THE BFG (2016) REVIEW : Magic In Its Simplicity [With IMAX 3D Review]

THE BFG (2016) REVIEW : Magic In Its Simplicity [With IMAX 3D Review]

Steven Spielberg telah bukan lagi orang usang yg beranjak pada industri perfilman Hollywood. Bahkan, karya-karyanya selalu menjadi sebuah karya klasik yang mampu digunakan menjadi kapsul ketika & ditonton sepanjang abad. Setelah tahun kemudian menggarap sebuah film serius tentang negosiasi amerika & rusia, kali ini Steven pulang menciptakan sebuah film fantasi yg dapat ditonton bersama keluarga. Proyeknya kali ini, berhubungan dengan Disney Studios.

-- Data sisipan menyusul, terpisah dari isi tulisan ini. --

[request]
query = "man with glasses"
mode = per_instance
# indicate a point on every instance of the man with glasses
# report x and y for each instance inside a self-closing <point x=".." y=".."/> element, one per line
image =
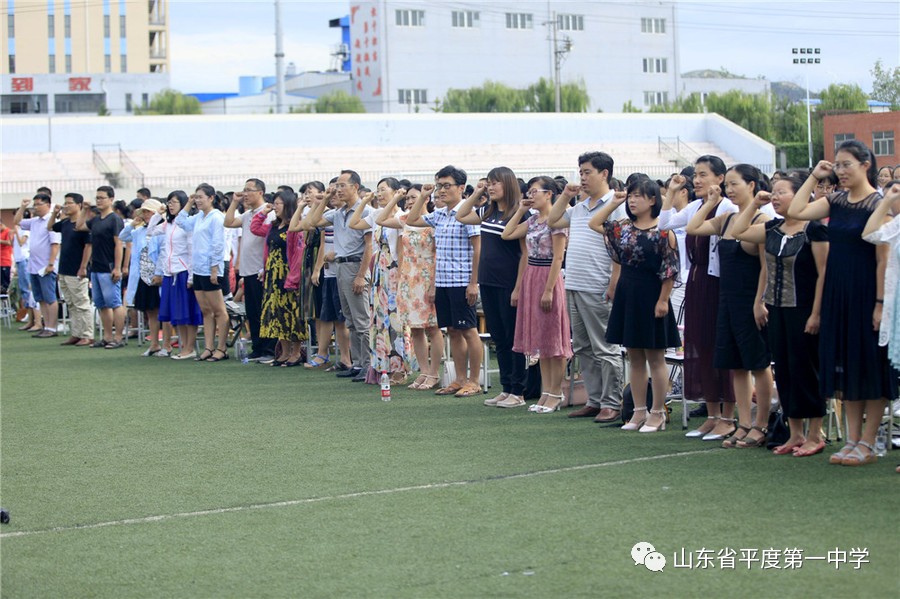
<point x="107" y="251"/>
<point x="42" y="263"/>
<point x="457" y="253"/>
<point x="252" y="262"/>
<point x="74" y="255"/>
<point x="590" y="287"/>
<point x="353" y="252"/>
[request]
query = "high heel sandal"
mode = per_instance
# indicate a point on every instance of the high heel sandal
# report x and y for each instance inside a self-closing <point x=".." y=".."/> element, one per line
<point x="838" y="458"/>
<point x="699" y="433"/>
<point x="659" y="427"/>
<point x="747" y="442"/>
<point x="545" y="410"/>
<point x="710" y="436"/>
<point x="731" y="442"/>
<point x="633" y="426"/>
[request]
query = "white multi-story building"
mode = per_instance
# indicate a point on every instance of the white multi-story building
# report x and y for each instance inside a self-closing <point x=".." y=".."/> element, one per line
<point x="406" y="54"/>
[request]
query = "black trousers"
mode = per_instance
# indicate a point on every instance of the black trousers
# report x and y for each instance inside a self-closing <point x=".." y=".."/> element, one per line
<point x="253" y="291"/>
<point x="500" y="318"/>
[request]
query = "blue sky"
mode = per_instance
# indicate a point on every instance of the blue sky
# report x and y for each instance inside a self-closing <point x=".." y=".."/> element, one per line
<point x="215" y="42"/>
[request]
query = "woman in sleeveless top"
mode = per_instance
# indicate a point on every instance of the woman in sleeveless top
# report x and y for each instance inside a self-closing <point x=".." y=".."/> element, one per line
<point x="796" y="252"/>
<point x="701" y="303"/>
<point x="741" y="344"/>
<point x="851" y="361"/>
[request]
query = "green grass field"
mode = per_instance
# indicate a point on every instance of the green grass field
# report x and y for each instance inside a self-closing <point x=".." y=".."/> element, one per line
<point x="134" y="477"/>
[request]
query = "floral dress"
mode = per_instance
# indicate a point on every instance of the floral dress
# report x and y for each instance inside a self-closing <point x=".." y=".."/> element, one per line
<point x="388" y="336"/>
<point x="280" y="318"/>
<point x="416" y="276"/>
<point x="538" y="332"/>
<point x="646" y="260"/>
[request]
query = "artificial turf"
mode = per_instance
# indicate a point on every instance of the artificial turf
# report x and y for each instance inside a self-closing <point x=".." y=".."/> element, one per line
<point x="310" y="486"/>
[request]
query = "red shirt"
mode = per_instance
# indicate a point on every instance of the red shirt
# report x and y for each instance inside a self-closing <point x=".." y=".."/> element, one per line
<point x="6" y="250"/>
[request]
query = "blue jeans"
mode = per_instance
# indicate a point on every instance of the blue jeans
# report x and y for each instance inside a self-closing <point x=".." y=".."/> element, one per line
<point x="106" y="293"/>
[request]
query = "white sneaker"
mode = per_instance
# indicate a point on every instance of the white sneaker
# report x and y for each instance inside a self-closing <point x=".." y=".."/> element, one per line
<point x="493" y="401"/>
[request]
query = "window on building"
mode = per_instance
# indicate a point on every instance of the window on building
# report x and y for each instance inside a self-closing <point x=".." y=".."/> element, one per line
<point x="655" y="98"/>
<point x="410" y="18"/>
<point x="840" y="138"/>
<point x="519" y="20"/>
<point x="656" y="65"/>
<point x="883" y="143"/>
<point x="412" y="96"/>
<point x="653" y="25"/>
<point x="466" y="19"/>
<point x="570" y="22"/>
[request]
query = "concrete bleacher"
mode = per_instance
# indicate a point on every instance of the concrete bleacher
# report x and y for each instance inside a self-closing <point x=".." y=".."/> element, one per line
<point x="181" y="152"/>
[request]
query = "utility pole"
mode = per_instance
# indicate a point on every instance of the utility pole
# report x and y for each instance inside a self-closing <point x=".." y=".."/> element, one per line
<point x="279" y="60"/>
<point x="559" y="54"/>
<point x="808" y="60"/>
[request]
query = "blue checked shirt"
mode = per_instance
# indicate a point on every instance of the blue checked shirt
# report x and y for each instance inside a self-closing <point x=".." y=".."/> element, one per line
<point x="453" y="266"/>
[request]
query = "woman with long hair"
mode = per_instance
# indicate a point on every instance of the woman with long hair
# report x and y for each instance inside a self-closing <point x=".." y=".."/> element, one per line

Mengadaptasi karya penulis cerita anak-anak bernama Roald Dahl yaitu The BFG. Jelas, ini bukan ranah baru bagi Steven Spielberg dalam menggarap tema serupa. Proyek ini tentu dinanti-nantikan oleh penonton untuk mendapatkan sebuah film keluarga yang hangat dan menyenangkan untuk ditonton. Dengan tangan Steven Spielberg, proyek ini akan terlihat sangat menjanjikan apalagi dengan nama Disney studios sebagai supervisi dari film ini.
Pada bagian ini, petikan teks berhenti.